Washington, 30 June 1998 (RFE/RL) -- U.S. Agriculture department analysts say the absence of land reforms in Russia and Ukraine will keep farms in both countries less efficient and less productive into the next century.
In a report issued recently by the department's Economic Research Service, analysts William Liefert and David Sedik say that means Russia will have to continue importing grain beyond 2005 while Ukraine will barely be able to become a grain exporter by then.
The livestock industry in Russia should become somewhat more productive in the coming years, say the analysts, but the country's comparative disadvantage in meat production will continue due to high costs of production and processing. Russia will continue to have to import meat, at least half of it poultry, they say.
The U.S. agricultural analysts say the modest growth in agricultural productivity they forecast will be due mainly to farms using inputs -- fertilizers, machines, etc. -- more efficiently, an action that will be forced by their worsening financial condition.
However, the analysts continue, farms in the two countries are not expected to make any substantial changes in the way production is organized and managed. "Major productivity growth requires institutional reform," say the analysts, reform that would fundamentally improve producers incentives to use everything more productively.
Their report says the absence of land markets in particular -- the ability to freely buy and sell land -- has hurt agriculture in both countries in three ways.
First, they say, without markets, land becomes a nearly free good for managers. It doesn't cost them anything, so they tend to overuse it as cultivation is pushed into low-yielding marginal land.
Secondly, the analysts say, without the ability to buy and sell land, the farm's primary asset -- it's land -- cannot function as collateral for loans to fund capital investment.
Thirdly, they say, without markets, land becomes virtually free for farms, but also "inalienable" -- meaning it can't be lost through the farmers' taking unnecessary risks. Because farmers don't risk losing their land, regardless of how unprofitable they might be, say the analysts, managers can pursue objectives other than productivity-raising cost minimization.
That means, they say, that farm managers can put keeping workers' jobs ahead of trying to make the farm profitable or efficient.
Lastly, they argue, the area devoted to crop growing remains much higher than if well-functioning land markets were created.
The analysts say they assume a rise in real growth in the general economies of both countries -- as measured by the GDP, or gross domestic product -- and that this will increase consumer demand and therefore the consumption of meat.
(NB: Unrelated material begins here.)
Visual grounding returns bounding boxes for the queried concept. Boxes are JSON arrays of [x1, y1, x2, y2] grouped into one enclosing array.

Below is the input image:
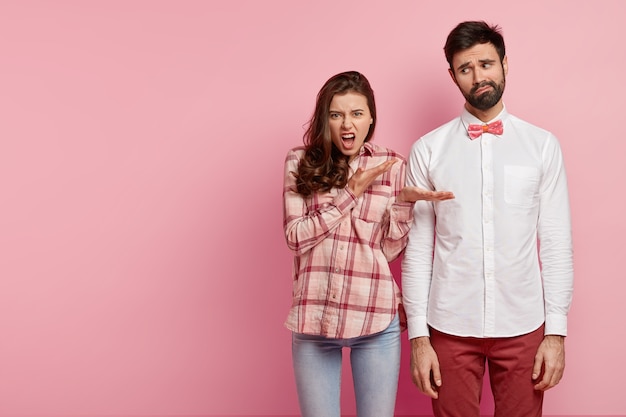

The anticipated productivity growth in Russian livestock operations will allow Russian domestic producers to satisfy most of this increasing demand by the year 2005, say the U.S. analysts. However, they add, some of the increased demand will have to be met by rising imports of meat. "This indicates that Russian productivity growth will be insufficient to make the country competitive in meat production vis-a-vis the world market," they say.
The analysts forecast Russia's grain imports to total about 2.5 million tons by 2005 while Ukraine is expected to export this same amount by then.
They say that domestic producers in both countries can increase their output only through competitiveness-enhancing productivity growth, but the "poor outlook" for institutional reform "weakens the prospects for high productivity growth."